I don't agree that high write is always forbidden. I think there are plenty of cases where this can work. It simply becomes unworkable much sooner than other data systems (e.g. a relational database or FS-based solution). For instance, think about bloat for a second. Let's be crazy and say it takes 100 bytes to store an integer representing a count. Let's say you write once a second. That's under 7Mb a day (per counter). Combined with hourly packing, that might be well within limits. Let's take the next step and say that you can live with a little volatility in the data. You write an object that caches ten seconds worth of writes. Whenever a write comes in at the over-ten-second mark, you write the _v_ attribute to the persistent attribute. There's an order of magnitude improvement. Finally, you store all your counters in a non-versioned storage. Now you have *no* bloat problem. :^) Regarding performance, maybe his application isn't doing 50 requests/second and he'd be willing to trade the slight performance hit and bloat for a decrease in system complexity. All of the above has downsides as well. My point, though, is that we shouldn't automatically dismiss the zodb as inappropriate for *all* high-write situations. In fact, with Andreas and Matt Hamilton's TextIndexNG, you might even be able to write to catalogued applications at a faster rate than one document per minute. :^) --Paul Casey Duncan wrote:
This will kill performance, especially concurrent use of the site. It will also cause large amounts of database bloat. Do you need real time numbers, or is a delay (such as 24 hours) acceptable?
If you can stand a delay, another approach would be to write a script which scans the z2.log file (or another log that you generate on page hits) each night and in a single transaction updates a counter on each object hit.

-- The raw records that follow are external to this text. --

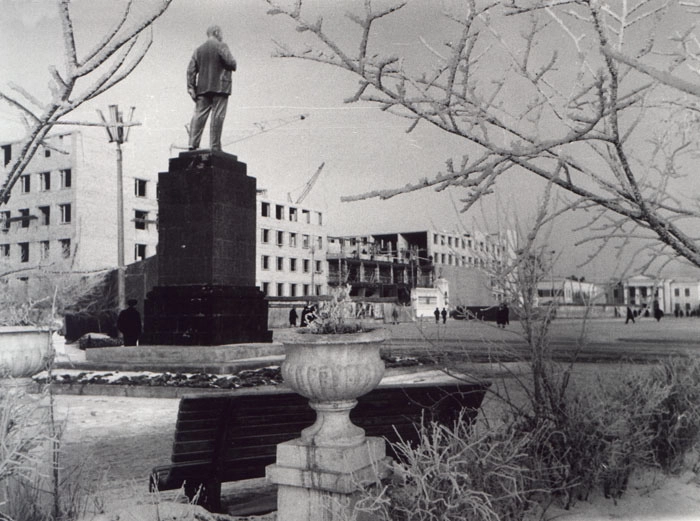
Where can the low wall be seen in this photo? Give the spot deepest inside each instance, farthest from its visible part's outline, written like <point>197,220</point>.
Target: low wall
<point>607,311</point>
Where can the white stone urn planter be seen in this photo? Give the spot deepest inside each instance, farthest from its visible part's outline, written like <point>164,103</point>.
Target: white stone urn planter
<point>332,371</point>
<point>24,350</point>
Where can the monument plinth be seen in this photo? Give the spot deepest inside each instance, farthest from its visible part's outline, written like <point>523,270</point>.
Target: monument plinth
<point>206,292</point>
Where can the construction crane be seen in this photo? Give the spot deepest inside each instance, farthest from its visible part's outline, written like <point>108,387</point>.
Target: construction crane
<point>308,186</point>
<point>262,127</point>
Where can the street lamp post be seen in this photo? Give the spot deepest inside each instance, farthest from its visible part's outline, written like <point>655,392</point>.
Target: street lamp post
<point>118,132</point>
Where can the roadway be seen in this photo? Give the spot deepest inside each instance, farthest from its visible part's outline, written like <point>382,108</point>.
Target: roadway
<point>595,340</point>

If you use the z2.log, no additional writing is needed to the FS, and you get the benefit of easy access to the counts directly from the objects, without degrading performance or db bloat.
-Casey
Ivo van der Wijk wrote:
Hi,
How bad are per-request transactions in a non-ZEO environment? I.e. each request on a folder or its subobjects will cause a write transaction (somewhat like a non-fs counter, but worse as it happens for all subobjects)
And if this is really bad, are there any workarounds except for writing to the filesystem?